The advisory committee’s list of issues for “observation and further deliberation” include partner rotation, retention, compensation, workload compression, teaching accounting at the high school level, visas, outside capital and the firm business model, litigation, transparency, engagement partner signatures, and expansion of the auditor’s report. The committee plans to continue discussing those issues and offer further recommendations when they are concluded.

Attacks on Fair-Value Accounting Continue

As the credit crisis drags on, sniping continues between critics and advocates of fair-value accounting over the extent to which those accounting rules may play a role in the market’s current predicament.

Fitch Ratings recently published a report saying fair values in financial reports, compared with values based on historical costs, are helpful to analysts and investors “when they represent realistic and reliable indications of the net present values of future cash flows.” It followed a report by the International Banking Federation that said investors would get better information if financial institutions were permitted to use a combination of fair value and historical cost, depending on the financial instrument to be valued.

The compliance catfight surrounds implementation of Financial Accounting Standard No. 157, Fair Value Measurement, which took effect with the opening of the 2008 fiscal year for many companies. While FAS 157 doesn’t require any new use of fair value, it maps out a standard approach for measuring it that relies heavily on market data, along with judgments and assumptions where data may not be readily available.
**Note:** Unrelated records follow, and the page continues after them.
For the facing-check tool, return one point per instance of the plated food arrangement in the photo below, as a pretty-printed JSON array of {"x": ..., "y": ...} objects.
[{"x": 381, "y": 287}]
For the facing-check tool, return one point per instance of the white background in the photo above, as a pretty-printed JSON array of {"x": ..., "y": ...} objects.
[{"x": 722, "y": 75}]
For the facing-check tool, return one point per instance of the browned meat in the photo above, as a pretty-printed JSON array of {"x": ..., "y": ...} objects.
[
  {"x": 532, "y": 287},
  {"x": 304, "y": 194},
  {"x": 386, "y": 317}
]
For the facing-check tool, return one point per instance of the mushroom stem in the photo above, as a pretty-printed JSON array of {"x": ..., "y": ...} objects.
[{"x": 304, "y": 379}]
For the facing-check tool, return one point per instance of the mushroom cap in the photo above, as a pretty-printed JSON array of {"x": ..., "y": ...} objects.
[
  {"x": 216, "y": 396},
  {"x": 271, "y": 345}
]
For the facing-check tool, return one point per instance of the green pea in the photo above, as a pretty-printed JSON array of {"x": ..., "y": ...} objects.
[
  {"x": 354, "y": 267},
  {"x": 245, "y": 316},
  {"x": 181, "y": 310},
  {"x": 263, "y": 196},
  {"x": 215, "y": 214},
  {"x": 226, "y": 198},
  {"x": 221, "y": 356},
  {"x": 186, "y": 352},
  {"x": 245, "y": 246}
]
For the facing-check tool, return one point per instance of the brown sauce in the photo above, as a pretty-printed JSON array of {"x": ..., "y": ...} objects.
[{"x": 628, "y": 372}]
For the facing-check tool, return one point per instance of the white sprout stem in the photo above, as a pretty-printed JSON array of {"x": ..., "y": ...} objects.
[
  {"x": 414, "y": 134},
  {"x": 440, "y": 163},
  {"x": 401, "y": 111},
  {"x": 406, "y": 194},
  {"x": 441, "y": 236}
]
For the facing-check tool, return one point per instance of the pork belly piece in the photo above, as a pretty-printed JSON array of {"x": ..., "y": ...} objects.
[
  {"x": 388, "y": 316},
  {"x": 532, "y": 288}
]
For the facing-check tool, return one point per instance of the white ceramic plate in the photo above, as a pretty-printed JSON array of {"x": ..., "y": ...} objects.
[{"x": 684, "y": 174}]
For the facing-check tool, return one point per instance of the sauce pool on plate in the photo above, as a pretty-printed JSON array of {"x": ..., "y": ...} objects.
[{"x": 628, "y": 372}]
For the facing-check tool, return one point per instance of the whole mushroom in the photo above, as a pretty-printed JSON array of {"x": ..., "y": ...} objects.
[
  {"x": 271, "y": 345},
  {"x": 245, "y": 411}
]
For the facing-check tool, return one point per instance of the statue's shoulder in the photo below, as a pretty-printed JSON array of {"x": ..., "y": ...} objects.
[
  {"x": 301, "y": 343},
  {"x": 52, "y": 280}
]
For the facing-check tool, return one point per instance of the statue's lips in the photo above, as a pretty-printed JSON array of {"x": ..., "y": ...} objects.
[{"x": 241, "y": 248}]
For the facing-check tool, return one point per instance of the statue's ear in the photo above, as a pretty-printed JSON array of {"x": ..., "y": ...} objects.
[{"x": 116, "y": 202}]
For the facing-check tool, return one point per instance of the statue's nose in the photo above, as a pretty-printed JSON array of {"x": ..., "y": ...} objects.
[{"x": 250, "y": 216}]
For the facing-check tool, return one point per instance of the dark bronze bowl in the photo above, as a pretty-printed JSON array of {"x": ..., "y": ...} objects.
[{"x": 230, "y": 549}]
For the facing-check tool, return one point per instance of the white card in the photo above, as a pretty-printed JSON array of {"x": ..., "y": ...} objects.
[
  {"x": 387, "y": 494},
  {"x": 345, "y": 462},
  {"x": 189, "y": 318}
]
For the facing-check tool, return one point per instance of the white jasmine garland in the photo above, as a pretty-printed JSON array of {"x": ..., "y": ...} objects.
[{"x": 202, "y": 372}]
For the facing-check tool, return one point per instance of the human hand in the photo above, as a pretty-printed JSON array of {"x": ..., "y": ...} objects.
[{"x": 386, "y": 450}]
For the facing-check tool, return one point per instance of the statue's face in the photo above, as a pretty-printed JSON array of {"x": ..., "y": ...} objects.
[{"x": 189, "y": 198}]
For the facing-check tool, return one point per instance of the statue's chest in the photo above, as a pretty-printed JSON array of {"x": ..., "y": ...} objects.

The standard itself has been controversial enough; its arrival just as the credit markets plunged into turmoil, where multitudes of instruments have no clear market value, has only fanned the flames. The rap on FAS 157’s “Level 3” valuations—which rely on modeling and judgments in the absence of market activity—has led to concern in some circles that they would be overused as a crutch where market transactions have evaporated.

Dina Maher, senior director at Fitch, says in some places just the opposite has occurred. “We’ve found some implementation has been almost overly conservative as a result of turmoil the last couple of months,” she says. “We don’t believe it’s wrong to use models. We believe there should be fulsome, transparent, robust disclosures around the use of them. Issuers need to be willing to give more than the minimum required disclosures.”

Fisher

Donna Fisher, senior vice president with the American Bankers Association, says the international banking community sees fair value as useful when valuing an asset or liability that is actively traded. But where an entity plans to hold an instrument, establishing its fair value every reporting period leads to recognition of income and expenses that simply aren’t real, she argues. “We happen to be in an expense environment now where the values go down, but when the values go up, you have revenue, and that’s not real revenue,” she says. “Unless you’re going to sell that loan, you’re not going to get that revenue.”

PCAOB Seeks Standing Advisory Group Nominees

The Public Company Accounting Oversight Board is trolling for some new talent to accept two-year terms as members of the Standing Advisory Group.

Created in 2003, the SAG meets three times annually to advise the PCAOB on auditing concerns and priorities, to help guide the Board’s standards-setting process. The Board wants to seat a diversified group representing accounting, auditing, corporate finance, corporate governance, and investing in public companies to get a variety of views and perspectives. The Board turns over roughly half of its advisory group annually.

Prospective members can be nominated by themselves or others. The deadline for nominations is June 19, with appointments announced in October and new terms beginning in January.